RELX PLC (LON:REL) closed Friday at 2,363p, slipping 0.25% on the day as London markets wrapped up for the weekend. Shares finished the week down 0.6%, lagging the FTSE 350 by 1.8 percentage points, according to LSE data. The stock showed how investors are weighing cash returns against AI risk.
RELX has lost 21.8% so far this year and is off 40.0% over the past 52 weeks, trailing the FTSE 350 by 27.2 and 57.9 points. The stock trades 41.1% below its 52-week high but remains 17.4% above the low. The bigger story isn’t this week’s move, but that de-rating.
Buybacks look different now. RELX said this month it would start a £200 million non-discretionary buyback from June 9 to June 26, right after wrapping up a £150 million programme on June 8. Both are part of a £2.25 billion buyback scheme running until 2026. With the LSE market cap at £42.98 billion on June 26, the year’s buyback equals about 5.2% of the company’s equity.
Investors are watching because the buyback is coming after RELX’s valuation dropped, not when it was at highs. The LSE’s June 26 tearsheet showed RELX trading at 20.8 times earnings versus a five-year median of 30.3. Price-to-sales was 4.6, compared to a 6.1 five-year median. Free cash flow yield was at 2.64%, up from a five-year median of 1.85%.
Selling in RELX doesn’t track with the past year’s numbers. RELX put up 2025 revenue at £9.59 billion, up 7% underlying, and adjusted operating profit hit £3.34 billion, up 9% underlying. Adjusted EPS grew 10% at constant currency. CEO Erik Engstrom called it “strong underlying revenue and profit growth” for the year. Relx
The market is split over how much growth is locked in as AI shows up in legal and professional jobs. Reuters Breakingviews said in February that RELX dropped 14% after Anthropic put out its new Claude tools. UBS analysts told Reuters about 88% of RELX’s revenue wouldn’t get hit much by large language models.
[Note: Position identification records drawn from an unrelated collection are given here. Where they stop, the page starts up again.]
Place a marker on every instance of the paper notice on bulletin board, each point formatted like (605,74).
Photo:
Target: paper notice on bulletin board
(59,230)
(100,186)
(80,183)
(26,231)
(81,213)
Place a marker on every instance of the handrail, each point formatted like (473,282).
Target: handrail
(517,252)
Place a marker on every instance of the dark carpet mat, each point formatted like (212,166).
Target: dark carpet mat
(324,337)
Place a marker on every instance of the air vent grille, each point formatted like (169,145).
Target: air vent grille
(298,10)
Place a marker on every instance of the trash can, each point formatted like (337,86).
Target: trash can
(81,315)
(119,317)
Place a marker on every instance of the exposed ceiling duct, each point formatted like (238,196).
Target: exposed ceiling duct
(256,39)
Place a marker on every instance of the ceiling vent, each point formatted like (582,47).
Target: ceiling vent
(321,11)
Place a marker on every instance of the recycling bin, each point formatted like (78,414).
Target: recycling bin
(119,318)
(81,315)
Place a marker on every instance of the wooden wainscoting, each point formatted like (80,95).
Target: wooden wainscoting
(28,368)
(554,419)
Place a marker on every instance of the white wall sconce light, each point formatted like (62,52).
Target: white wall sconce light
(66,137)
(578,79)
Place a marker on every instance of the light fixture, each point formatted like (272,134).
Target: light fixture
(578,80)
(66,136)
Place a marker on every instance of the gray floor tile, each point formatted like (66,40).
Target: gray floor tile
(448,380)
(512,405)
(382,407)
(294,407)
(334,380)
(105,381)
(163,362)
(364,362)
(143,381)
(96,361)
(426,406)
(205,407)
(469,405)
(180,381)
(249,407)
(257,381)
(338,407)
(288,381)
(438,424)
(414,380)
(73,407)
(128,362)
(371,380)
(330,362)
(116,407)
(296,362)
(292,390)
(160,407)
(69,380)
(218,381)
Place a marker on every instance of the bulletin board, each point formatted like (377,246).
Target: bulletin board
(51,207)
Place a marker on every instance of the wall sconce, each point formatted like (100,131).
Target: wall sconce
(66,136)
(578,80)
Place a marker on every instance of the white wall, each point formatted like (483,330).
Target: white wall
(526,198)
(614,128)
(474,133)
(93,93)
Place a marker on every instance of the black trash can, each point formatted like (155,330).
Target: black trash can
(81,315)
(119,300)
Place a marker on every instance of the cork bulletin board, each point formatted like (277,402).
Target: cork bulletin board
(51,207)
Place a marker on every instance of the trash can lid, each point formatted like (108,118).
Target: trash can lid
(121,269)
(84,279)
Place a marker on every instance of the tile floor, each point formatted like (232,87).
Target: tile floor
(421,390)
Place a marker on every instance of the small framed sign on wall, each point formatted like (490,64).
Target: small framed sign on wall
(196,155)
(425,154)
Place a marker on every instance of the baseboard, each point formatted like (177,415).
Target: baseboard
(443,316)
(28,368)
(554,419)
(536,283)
RELX’s legal business isn’t backing down. Sean Fitzpatrick, who heads LexisNexis’ legal unit, told Business Insider their proprietary legal content “cannot be replicated”. He put the total at about 200 billion legal documents, with roughly 4 million more coming in daily. On AI-generated legal answers, Fitzpatrick said: “You can’t be ‘probably’ right.” Business Insider
RELX bulls got some relief from the April trading update. The company said Legal kept up double-digit growth in law firms and corporate legal, with more customers using Lexis+ with Protégé. In Risk, demand for fraud, identity and financial crime compliance helped. RELX added that all four divisions had a good start to the year.
The chart doesn’t look strong. As of June 26, the stock traded 6.3% under its 50-day moving average and 16.6% below the 200-day. RSI was at 41.4 — above oversold, still far from overbought. Friday’s volume came in at 4.55 million, trailing the 5.45 million average on Google Finance.
RELX has its next company event on July 23, with results coming for the first half ending June 30. Other items on the calendar include the 2026 interim ex-dividend on Aug. 6 and a nine-month trading update set for Oct. 22.